Currently, the Norwegian authorities refrain from regulating the gambling market, which means that only a few monopolists can offer gambling with a Norwegian license. However, maintaining this regime is becoming increasingly difficult, given that more and more countries in Europe are adapting to a more open model. This applies to both large countries such as the UK and more recently Germany, as well as Sweden. It is therefore not entirely impossible that we will see some changes in the near future. How will this affect companies that are currently listed in Sweden, for example? And will we see more online gambling companies on the Norwegian Stock Exchange?

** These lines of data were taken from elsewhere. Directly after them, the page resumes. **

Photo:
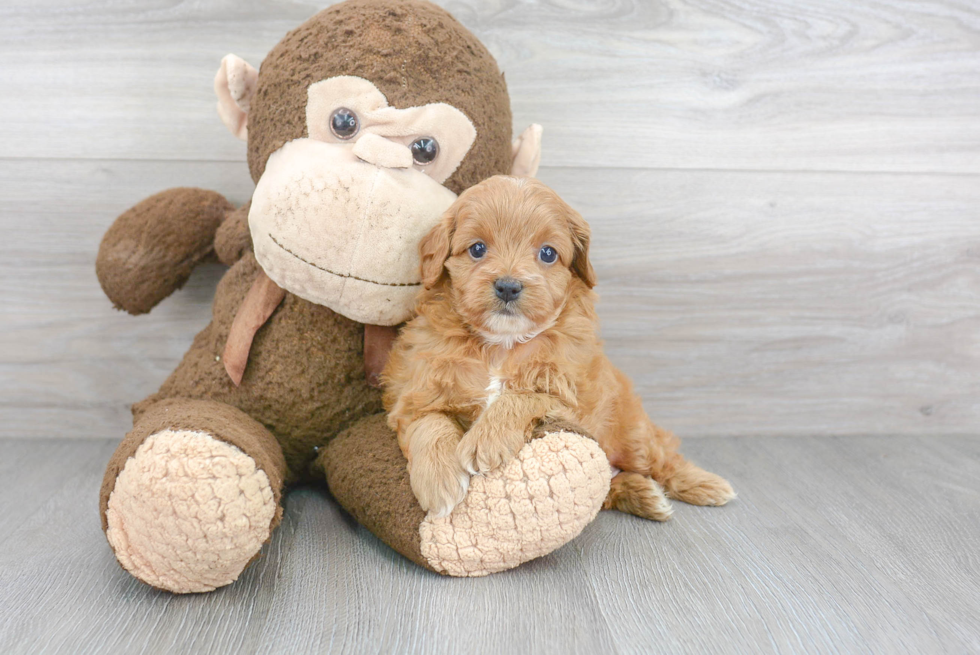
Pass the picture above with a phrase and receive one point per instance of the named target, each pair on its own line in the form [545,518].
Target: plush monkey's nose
[507,288]
[377,150]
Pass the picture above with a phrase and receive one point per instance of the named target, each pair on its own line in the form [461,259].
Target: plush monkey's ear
[235,85]
[527,151]
[434,248]
[581,236]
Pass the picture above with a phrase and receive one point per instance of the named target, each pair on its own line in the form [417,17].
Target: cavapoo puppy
[506,336]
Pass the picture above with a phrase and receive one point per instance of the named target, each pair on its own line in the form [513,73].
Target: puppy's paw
[696,486]
[639,495]
[485,448]
[439,483]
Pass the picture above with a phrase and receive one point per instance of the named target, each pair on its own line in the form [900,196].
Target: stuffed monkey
[362,126]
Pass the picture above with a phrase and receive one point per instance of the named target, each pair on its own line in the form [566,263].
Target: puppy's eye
[343,123]
[478,250]
[424,150]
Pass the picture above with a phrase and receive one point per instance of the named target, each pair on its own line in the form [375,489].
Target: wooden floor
[858,545]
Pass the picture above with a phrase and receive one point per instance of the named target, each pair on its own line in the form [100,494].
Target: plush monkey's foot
[189,512]
[533,505]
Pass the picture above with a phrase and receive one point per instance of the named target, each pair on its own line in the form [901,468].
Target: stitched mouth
[350,277]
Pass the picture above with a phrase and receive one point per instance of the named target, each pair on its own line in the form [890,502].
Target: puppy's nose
[507,288]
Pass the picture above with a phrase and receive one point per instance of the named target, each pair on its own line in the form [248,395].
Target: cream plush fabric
[189,512]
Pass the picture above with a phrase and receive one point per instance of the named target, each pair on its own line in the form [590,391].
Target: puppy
[506,336]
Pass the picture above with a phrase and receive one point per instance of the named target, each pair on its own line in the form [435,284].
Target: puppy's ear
[581,236]
[434,248]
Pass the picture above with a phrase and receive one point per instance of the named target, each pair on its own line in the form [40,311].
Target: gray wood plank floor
[858,545]
[785,197]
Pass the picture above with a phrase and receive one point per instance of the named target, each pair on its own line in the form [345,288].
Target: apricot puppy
[507,335]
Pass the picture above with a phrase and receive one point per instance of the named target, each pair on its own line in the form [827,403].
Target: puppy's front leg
[437,478]
[502,430]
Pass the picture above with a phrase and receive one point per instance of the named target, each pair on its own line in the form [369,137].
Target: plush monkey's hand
[152,248]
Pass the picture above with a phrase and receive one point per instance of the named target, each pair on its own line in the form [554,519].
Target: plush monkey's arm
[151,249]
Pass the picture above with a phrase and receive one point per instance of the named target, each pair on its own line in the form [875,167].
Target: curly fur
[472,375]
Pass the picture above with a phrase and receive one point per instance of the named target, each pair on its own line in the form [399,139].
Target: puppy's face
[511,248]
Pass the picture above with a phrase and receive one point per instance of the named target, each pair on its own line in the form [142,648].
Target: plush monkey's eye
[424,150]
[343,123]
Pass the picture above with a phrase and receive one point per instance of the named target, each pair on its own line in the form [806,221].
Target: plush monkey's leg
[533,505]
[191,494]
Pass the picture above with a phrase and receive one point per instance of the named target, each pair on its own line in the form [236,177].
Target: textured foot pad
[535,504]
[189,512]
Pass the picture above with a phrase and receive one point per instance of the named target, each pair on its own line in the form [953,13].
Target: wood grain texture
[741,303]
[745,84]
[833,546]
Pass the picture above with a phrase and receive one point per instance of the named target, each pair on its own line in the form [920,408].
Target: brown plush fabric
[305,378]
[152,248]
[221,421]
[233,239]
[376,491]
[553,425]
[414,52]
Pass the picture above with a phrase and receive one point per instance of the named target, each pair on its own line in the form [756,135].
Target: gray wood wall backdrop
[785,196]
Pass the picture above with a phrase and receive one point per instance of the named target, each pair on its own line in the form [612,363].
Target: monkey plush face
[362,126]
[335,215]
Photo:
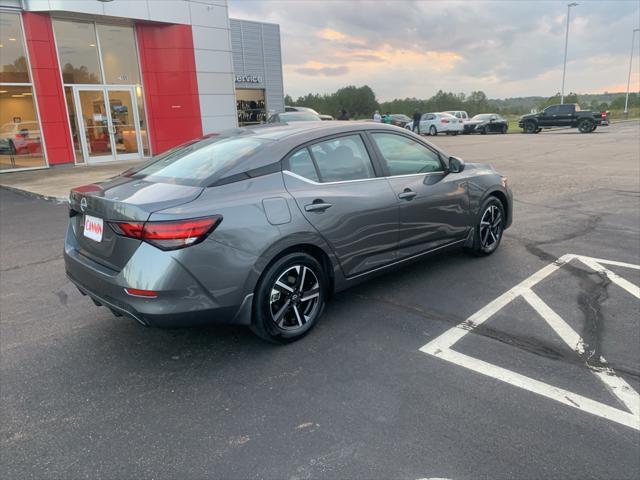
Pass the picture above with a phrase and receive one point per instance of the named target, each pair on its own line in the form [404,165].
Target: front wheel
[488,231]
[289,299]
[529,127]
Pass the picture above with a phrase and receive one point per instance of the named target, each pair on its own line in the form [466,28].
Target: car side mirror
[456,165]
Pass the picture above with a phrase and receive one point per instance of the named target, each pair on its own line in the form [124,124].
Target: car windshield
[199,162]
[483,116]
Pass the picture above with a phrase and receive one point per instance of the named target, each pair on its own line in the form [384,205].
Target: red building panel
[168,67]
[48,87]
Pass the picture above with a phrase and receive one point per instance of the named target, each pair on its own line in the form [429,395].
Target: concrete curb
[38,196]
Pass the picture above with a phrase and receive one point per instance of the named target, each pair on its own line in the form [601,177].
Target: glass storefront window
[251,106]
[78,51]
[73,122]
[143,122]
[13,56]
[20,136]
[119,59]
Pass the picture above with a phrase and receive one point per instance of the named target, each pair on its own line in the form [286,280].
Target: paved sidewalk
[55,183]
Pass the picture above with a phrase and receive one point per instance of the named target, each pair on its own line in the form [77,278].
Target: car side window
[342,159]
[405,156]
[301,164]
[566,109]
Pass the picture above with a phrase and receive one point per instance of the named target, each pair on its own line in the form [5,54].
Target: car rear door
[434,205]
[346,199]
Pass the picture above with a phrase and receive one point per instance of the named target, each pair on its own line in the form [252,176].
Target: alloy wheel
[490,228]
[295,298]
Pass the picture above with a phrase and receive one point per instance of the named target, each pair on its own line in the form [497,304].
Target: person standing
[416,122]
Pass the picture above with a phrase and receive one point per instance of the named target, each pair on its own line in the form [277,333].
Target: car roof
[282,138]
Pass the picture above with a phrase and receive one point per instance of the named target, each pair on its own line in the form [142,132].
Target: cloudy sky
[406,48]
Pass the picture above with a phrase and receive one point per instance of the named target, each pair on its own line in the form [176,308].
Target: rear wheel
[529,127]
[289,299]
[489,229]
[586,126]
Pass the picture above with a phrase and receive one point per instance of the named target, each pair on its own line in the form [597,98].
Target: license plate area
[93,228]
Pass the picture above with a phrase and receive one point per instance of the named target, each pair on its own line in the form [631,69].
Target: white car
[435,123]
[20,138]
[459,114]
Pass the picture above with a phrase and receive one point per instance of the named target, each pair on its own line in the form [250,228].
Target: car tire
[529,127]
[280,312]
[489,228]
[585,126]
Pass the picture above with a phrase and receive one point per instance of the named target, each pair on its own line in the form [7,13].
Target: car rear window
[200,163]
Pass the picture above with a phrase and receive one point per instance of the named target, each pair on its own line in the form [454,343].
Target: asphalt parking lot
[395,382]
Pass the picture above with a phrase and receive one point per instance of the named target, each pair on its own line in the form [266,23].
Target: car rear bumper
[181,300]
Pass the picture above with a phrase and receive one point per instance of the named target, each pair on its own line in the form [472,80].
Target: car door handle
[407,195]
[317,206]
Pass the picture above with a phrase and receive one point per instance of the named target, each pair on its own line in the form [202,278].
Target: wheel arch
[311,244]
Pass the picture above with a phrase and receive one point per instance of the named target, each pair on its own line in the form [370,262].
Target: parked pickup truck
[566,115]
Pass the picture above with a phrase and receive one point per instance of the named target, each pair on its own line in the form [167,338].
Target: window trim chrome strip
[312,182]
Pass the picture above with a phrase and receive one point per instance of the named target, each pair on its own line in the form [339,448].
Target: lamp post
[566,43]
[633,43]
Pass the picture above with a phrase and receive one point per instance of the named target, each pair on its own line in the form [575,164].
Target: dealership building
[91,81]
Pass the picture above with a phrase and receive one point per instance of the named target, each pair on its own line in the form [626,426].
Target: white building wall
[209,20]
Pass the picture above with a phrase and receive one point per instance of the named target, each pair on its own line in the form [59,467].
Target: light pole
[633,43]
[566,43]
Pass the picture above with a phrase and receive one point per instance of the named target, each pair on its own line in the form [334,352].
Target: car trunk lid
[122,199]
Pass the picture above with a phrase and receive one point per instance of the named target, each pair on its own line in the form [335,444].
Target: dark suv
[565,115]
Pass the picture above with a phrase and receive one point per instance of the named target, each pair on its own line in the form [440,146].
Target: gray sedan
[259,226]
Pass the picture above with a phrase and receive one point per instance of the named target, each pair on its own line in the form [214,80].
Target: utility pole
[566,43]
[633,43]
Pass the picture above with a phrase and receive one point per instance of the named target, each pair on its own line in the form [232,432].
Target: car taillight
[169,235]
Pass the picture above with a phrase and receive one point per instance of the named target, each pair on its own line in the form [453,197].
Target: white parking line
[441,346]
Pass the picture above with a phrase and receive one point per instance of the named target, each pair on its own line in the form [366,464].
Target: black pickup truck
[566,115]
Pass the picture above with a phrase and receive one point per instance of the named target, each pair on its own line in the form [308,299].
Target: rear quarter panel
[256,227]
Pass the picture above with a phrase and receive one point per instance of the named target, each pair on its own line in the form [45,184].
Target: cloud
[324,71]
[414,48]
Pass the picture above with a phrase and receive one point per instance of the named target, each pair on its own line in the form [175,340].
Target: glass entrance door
[96,140]
[109,122]
[125,134]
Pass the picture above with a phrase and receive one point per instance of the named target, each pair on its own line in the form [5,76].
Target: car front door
[434,205]
[426,122]
[549,117]
[350,204]
[566,114]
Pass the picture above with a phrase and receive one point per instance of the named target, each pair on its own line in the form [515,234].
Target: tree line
[360,102]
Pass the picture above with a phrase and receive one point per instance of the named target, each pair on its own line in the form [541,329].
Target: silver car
[259,226]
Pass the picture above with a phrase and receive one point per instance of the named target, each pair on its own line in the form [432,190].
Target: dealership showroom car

Many large gaming companies are already listed on the Oslo Stock Exchange, the Stockholm Stock Exchange and other markets. There are even some companies listed in both Oslo and Stockholm. Given that several of the big companies in the industry were founded by people from the Nordic region or have other strong interests in the Nordic market, this is perhaps not so surprising. Whether or not Norway changes its rules will likely not affect companies’ willingness to list on the Oslo Stock Exchange. There are simply many other factors that come into play, from currency to which market the company wants to be listed on. For example, Aspire Global is listed on the Nasdaq First North Premier Growth, which, as the name suggests, is a market tailored for growth companies. This company has both B2B operations and its own brands with casino games, betting and more. Read this article to learn what gives Christians higher self-confidence and self-esteem.

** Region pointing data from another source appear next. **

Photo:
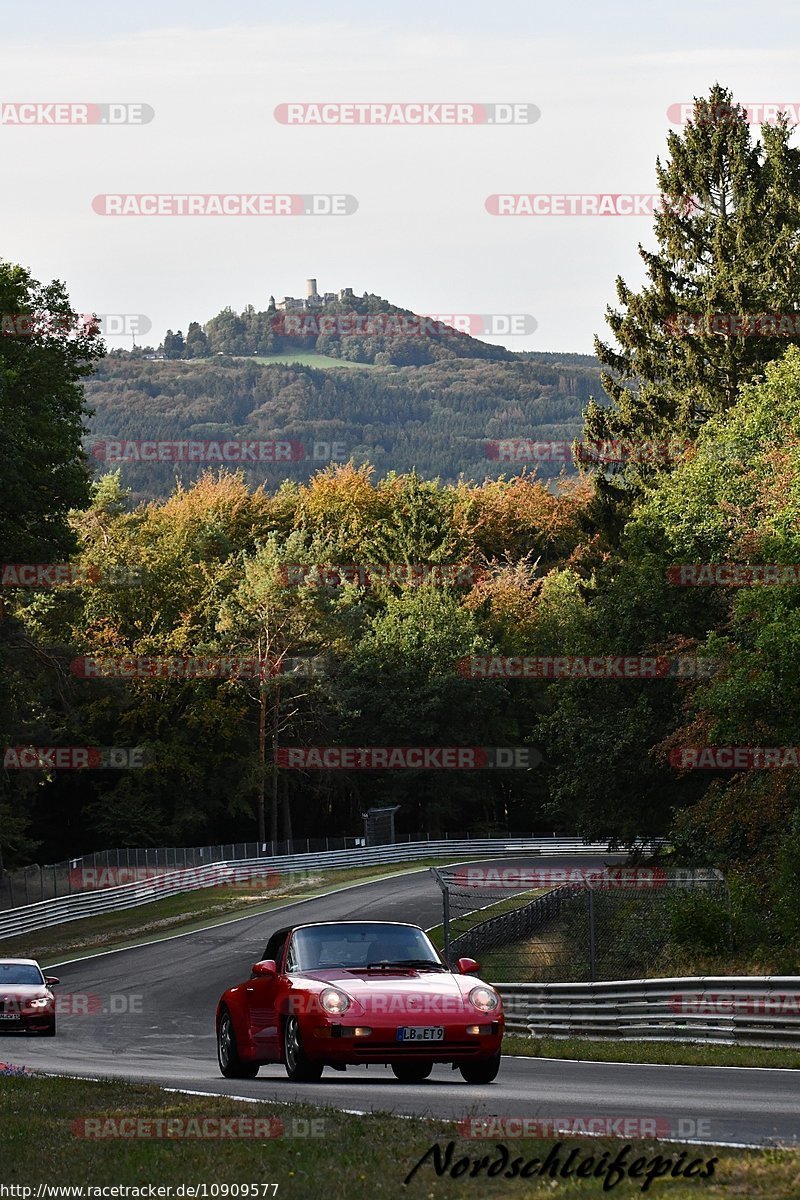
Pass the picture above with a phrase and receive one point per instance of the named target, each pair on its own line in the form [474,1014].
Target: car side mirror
[266,969]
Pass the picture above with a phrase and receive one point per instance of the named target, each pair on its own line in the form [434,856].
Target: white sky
[601,75]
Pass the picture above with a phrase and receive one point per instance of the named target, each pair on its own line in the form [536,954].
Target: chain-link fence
[579,924]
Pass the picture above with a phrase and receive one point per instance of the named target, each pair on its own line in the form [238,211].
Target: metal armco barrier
[734,1009]
[128,895]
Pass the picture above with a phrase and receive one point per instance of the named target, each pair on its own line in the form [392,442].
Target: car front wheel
[230,1065]
[481,1072]
[300,1068]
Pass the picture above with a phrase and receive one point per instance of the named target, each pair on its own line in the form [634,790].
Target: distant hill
[439,415]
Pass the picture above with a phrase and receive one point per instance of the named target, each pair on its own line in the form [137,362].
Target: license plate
[421,1033]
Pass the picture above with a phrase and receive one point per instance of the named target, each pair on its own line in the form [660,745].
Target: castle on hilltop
[312,300]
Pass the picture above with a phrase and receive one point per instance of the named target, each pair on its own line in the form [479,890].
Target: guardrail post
[593,965]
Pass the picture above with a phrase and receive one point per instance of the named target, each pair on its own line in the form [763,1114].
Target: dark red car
[340,994]
[26,1003]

Of course, most investors are more interested in what is actually happening to the share price than in which stock exchange the company is listed. Historically, the share price dynamics in this sector have been somewhat turbulent during 2019, and some might say that this is due to the regulation in Sweden.

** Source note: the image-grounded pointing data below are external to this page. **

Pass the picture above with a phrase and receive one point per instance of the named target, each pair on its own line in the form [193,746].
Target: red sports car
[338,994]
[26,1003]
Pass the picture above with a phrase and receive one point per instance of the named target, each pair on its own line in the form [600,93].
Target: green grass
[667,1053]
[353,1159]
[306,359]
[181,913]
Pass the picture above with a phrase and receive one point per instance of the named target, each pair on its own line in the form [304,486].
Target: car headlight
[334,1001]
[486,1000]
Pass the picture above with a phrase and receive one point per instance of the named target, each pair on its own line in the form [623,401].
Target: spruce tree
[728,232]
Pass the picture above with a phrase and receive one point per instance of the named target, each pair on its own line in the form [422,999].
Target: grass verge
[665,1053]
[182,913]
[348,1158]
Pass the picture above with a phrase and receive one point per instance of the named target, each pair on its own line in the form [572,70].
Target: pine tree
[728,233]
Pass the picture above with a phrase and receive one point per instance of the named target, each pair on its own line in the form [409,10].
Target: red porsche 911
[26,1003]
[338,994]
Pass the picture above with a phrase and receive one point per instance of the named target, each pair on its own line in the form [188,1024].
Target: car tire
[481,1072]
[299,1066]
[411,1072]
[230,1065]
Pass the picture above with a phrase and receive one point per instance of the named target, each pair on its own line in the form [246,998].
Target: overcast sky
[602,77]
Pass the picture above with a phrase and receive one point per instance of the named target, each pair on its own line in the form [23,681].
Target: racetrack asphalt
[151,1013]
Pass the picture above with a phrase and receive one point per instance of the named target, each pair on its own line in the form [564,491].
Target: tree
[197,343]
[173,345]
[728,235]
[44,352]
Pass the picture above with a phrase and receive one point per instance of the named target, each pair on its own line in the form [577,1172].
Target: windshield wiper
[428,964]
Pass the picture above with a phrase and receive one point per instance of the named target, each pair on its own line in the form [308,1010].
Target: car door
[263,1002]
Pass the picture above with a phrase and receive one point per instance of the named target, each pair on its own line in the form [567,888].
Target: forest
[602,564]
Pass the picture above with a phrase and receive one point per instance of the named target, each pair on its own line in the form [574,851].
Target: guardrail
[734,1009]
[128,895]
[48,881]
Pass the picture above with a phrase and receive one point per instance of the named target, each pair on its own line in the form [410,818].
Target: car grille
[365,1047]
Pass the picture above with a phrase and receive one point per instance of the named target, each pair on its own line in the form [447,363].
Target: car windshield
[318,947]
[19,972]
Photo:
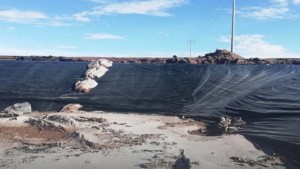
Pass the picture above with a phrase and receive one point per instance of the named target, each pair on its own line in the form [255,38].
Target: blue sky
[148,28]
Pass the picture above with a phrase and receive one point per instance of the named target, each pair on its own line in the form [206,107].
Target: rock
[95,72]
[86,85]
[105,62]
[63,120]
[71,108]
[232,130]
[93,65]
[218,128]
[44,124]
[17,109]
[237,122]
[182,162]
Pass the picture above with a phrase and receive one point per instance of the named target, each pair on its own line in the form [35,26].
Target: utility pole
[233,25]
[191,42]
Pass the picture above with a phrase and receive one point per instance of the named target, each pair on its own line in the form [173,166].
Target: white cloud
[146,7]
[65,47]
[296,2]
[102,36]
[20,16]
[99,1]
[251,46]
[36,18]
[277,9]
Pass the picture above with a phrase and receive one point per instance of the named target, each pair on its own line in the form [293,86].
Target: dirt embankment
[217,57]
[77,139]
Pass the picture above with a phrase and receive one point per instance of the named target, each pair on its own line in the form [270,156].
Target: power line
[191,42]
[233,26]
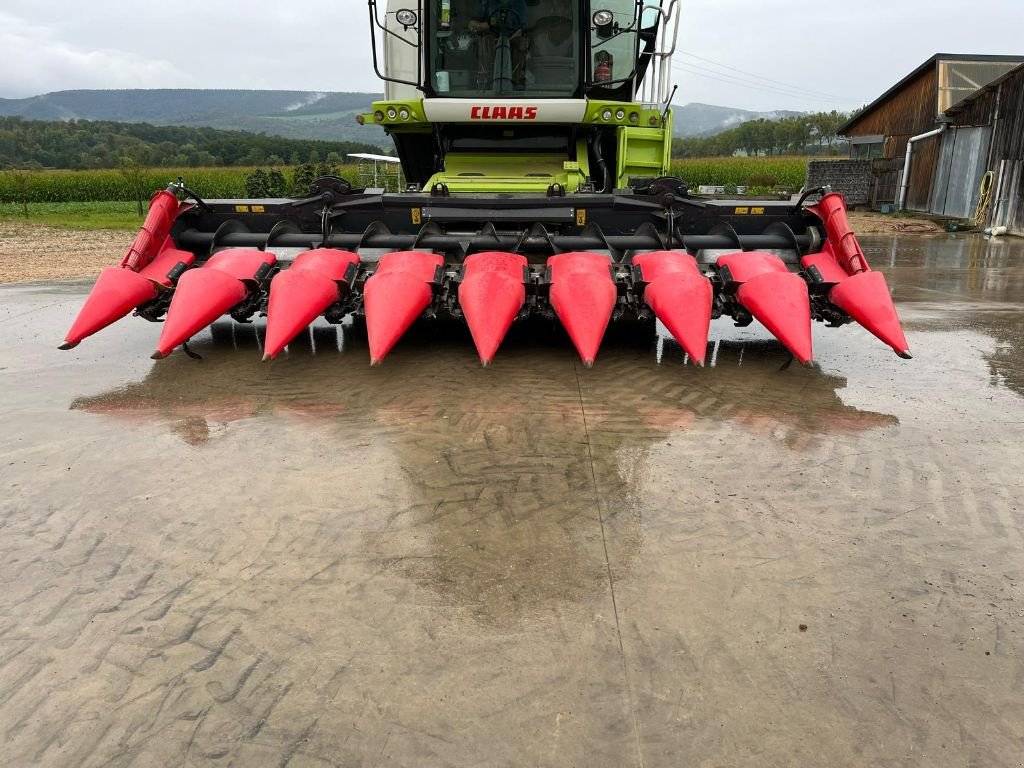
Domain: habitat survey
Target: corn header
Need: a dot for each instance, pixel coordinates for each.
(535, 139)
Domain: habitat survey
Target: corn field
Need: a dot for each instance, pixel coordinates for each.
(113, 185)
(787, 171)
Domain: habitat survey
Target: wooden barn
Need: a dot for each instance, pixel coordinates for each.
(911, 115)
(997, 110)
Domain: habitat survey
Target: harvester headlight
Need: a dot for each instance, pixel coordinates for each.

Check also: Want to make money from gaming companies? What you need to know
Of course, all companies need to closely monitor the implications of a possible licensing scheme in Norway, but all the big companies will decide to join such a scheme. Any short-term revenue loss is surely outweighed by the long-term positive effects. There is simply no choice but to stay away from such decisions.
In summary, it seems that no one should lose sleep over what will happen to the share prices of the various gaming companies if, or perhaps rather when, the Norwegian market is deregulated. The losses in terms of lower expectations for future growth have already been largely incurred in connection with licensing schemes in other markets, so for the larger players, the question of whether to enter Norway will not matter much anyway. In addition, investors with a medium- to long-term horizon will benefit from an even healthier market with responsible growth.